Just over sixty years ago, J.B. Phillips wrote a book in which he attempted to call out many of the common tendencies that he saw in the twentieth century to reduce God down to size. His book, aptly titled Your God Is Too Small, was an effort at presenting a clearer and more accurate picture of “the God who is there” (to borrow the name of one of Francis Schaeffer’s well-known works). More recently, J.I. Packer and David Wells have followed Phillips’ example and have called out contemporary misconceptions of God in similar ways. Wells, for instance, has argued that modern Western people now generally see God as carrying little or no weight in their lives. He is inconsequential, unimportant, and barely noticeable for most of us. Packer has even gone so far as to suggest that our time will be remembered, above all other times, as the age of the “God-shrinkers.” More than any other period in history, he says, our age has become convinced that God is irrelevant and insignificant. As Packer puts it, God is barely a “smudge” on the page of our secularized lives.
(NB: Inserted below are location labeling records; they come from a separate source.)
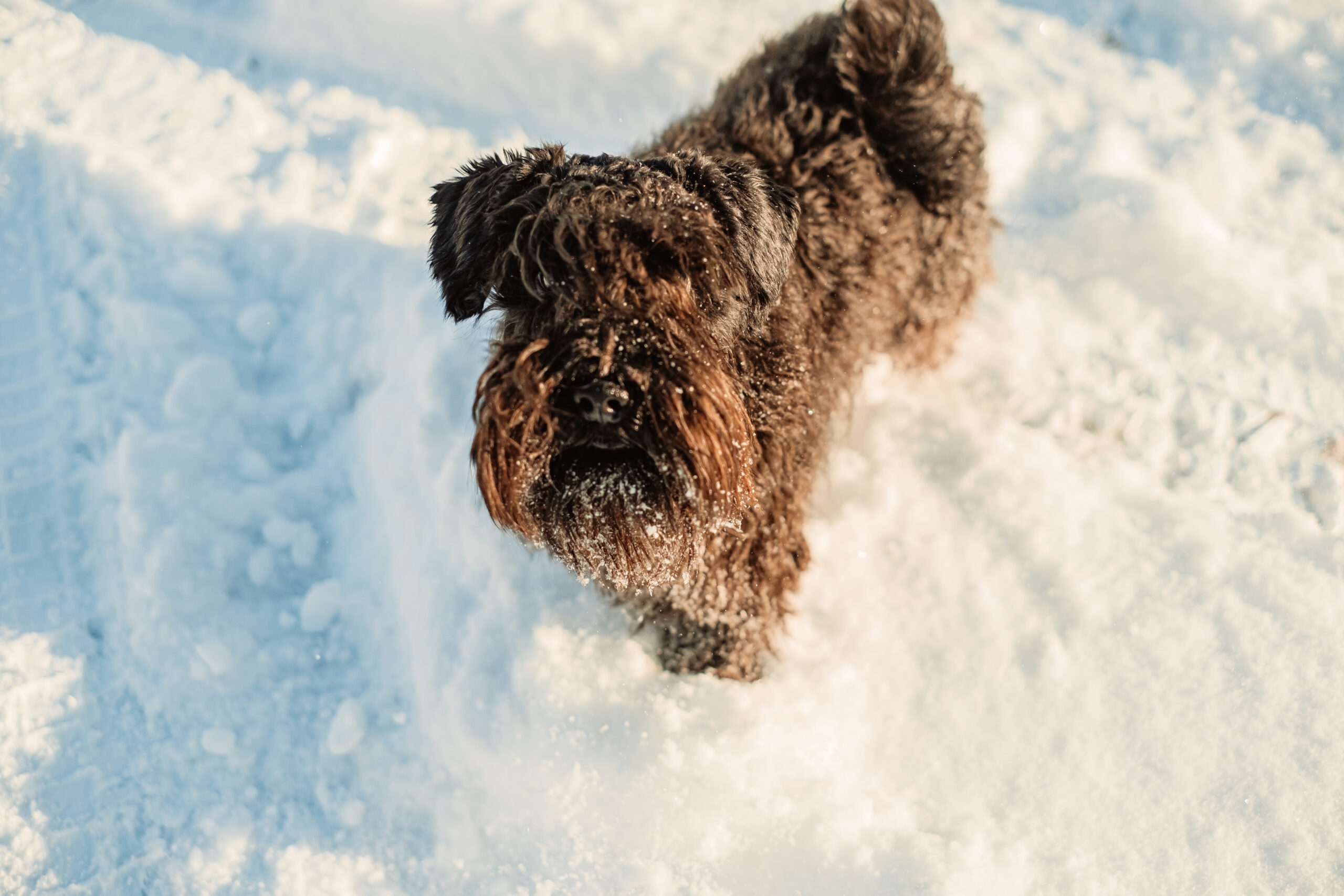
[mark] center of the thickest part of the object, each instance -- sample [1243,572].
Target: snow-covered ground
[1076,623]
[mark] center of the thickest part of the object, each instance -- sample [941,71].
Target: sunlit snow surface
[1076,620]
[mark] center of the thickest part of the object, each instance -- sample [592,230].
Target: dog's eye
[662,262]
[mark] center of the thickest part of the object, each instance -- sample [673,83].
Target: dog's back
[858,112]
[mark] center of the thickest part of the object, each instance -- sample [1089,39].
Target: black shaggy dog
[679,327]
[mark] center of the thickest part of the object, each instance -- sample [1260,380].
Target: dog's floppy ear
[760,215]
[475,218]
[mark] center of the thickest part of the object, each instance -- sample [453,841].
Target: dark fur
[728,282]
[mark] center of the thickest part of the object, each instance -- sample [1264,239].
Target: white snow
[1076,618]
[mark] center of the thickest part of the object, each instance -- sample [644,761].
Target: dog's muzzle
[604,402]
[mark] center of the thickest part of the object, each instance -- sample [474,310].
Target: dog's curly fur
[678,328]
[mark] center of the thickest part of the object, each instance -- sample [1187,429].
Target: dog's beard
[635,516]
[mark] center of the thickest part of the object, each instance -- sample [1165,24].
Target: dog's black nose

In one sense, these ideas are really nothing new. Ever since the garden of Eden, Satan has been seeking to convince each of us that we can “be like God” (Gen. 3:5). The clear assumption behind this lie is that you and I can actually be like Him. It is an explicit denial of the “Godness” of God, an obvious rejection of the Creator-creature distinction, and a glaring repudiation of the holiness of God (defined as otherness). To believe that we can “be like God” is to exalt ourselves and, at the same time, to reduce God down to size. Satan has been working that angle since the very beginning. So, we really should not be all that surprised when we see it at work in our own day and time.
Long before Phillips, Packer, or Wells walked the face of the earth, the Apostle Paul warned us about these things. He told us that sin would run its course in our lives and that, as a result, we would “[exchange] the truth about God for a lie” and would “[worship] and [serve] the creature rather than the Creator, who is blessed forever!” (Rom. 1:25). Satan, according to Jesus, is a “liar and the father of lies” (John 8:44). He would like nothing more than for us to believe that we can “be like God.” He would like nothing more than for us to shrink God down to our size, to render Him inconsequential, unimportant, and barely noticeable in our lives. And it would seem that we have embraced the lie. In mass quantities, we have swallowed it whole.
But, as Phillips reminded us, the God of the Bible is not small. He is no mere lightweight. In the words of Mr. Beaver from C.S. Lewis’ The Lion, the Witch, and the Wardrobe, the God of the Bible is definitely not “a tame lion.” He is significant and weighty. He is exalted and regal. He is “high and lifted up; and the train of his robe fill[s] the temple” (Isa. 6:1).